Reading from L1 cache is like grabbing a piece of paper from your desk (3 seconds), L2 cache is picking up a book from a nearby shelf (14 seconds), and main system memory is taking a 4-minute walk down the hall to buy a Twix bar. Keeping with the office analogy, waiting for a hard drive seek is like leaving the building to roam the earth for one year and three months.

You don’t need to keep a thread around while you’re waiting for an IO operation to complete. Windows will look after the IO operation for you, so long as you use the correct API. If you are writing these kinds of batch operations, you should always favour asynchronous IO over spawning threads. Most (but not all unfortunately) IO operations in the Base Class Library (BCL) have asynchronous versions based on the Asynchronous Programming Model (APM). So, for example:

string MyIoOperation(string arg)

Would have an equivalent pair of APM methods:

IAsyncResult BeginMyIoOperation(string arg, AsyncCallback callback, object state);
string EndMyIoOperation(IAsyncResult);

You typically ignore the return value from BeginXXX and call the EndXXX inside a delegate you provide for the AsyncCallback:

BeginMyIoOperation("Hello World", asyncResult => 
var result = EndMyIoOperation(asyncResult);
}, null);

Your main thread doesn’t block when you call BeginMyIoOperation, so you can run hundreds of them in short order. Eventually your IO operations will complete and the callback you defined will be run on a worker thread in the CLR’s thread pool. Profiling your application will show that only a handful of threads are used while your hundreds of IO operations happily run in parallel. Much nicer!

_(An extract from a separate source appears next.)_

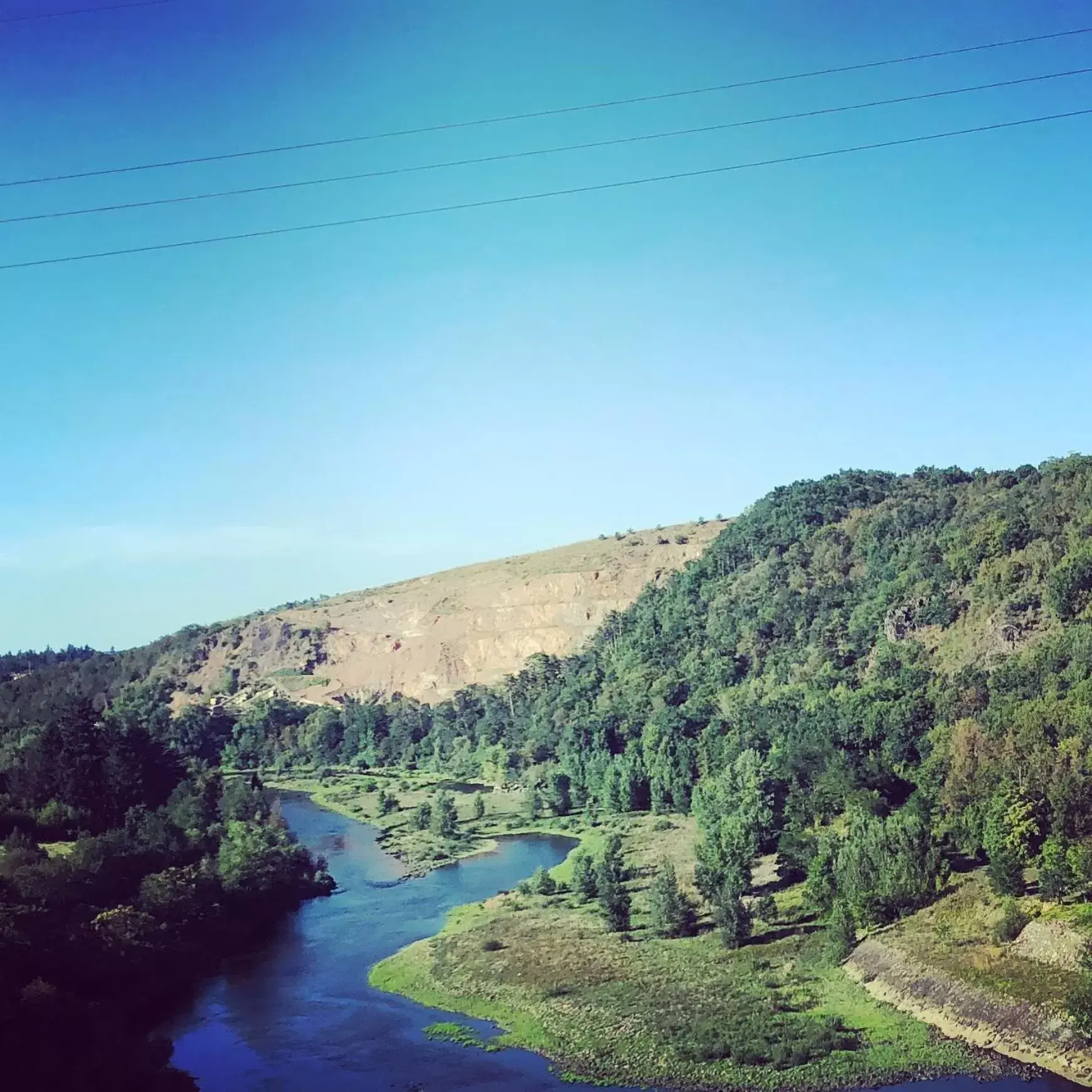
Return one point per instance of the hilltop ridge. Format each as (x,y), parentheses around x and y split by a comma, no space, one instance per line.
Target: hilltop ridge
(430,636)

Of course all this will become much easier with the async features of C# 5, but that’s no excuse not to do the right thing today with the APM.


Ariel Ben Horesh said...

It is worth adding that I would also give Rx (Reactive Extensions) a check when going this way.
Rx really helps when you use the Begin/End pattern.


Thanks for this post!

Octoberclub said...

Jeffrey Richter also provides a nice explanation of this on channel 9:


Brian Schlining said...
This comment has been removed by the author.
Brian Schlining said...

Here's a similar technique using Scala's new parallel collections:
batch.par.foreach( item => ProcessItem(item))

Craig Ringer said...

For anyone this who's using Java for a project: async I/O on Java is primarily provided by the nio and nio.2 (jdk7 only) libraries in the java.io and java.nio packages. See http://download.oracle.com/javase/6/docs/technotes/guides/io/index.html, http://java.sun.com/developer/technicalArticles/javase/nio/.

Like C# programmers, Java programmers tend to be excessively thread-happy, so I'm glad to see you highlighting the (ab)use of threads for I/O concurrency in cases where async I/O is more than good enough.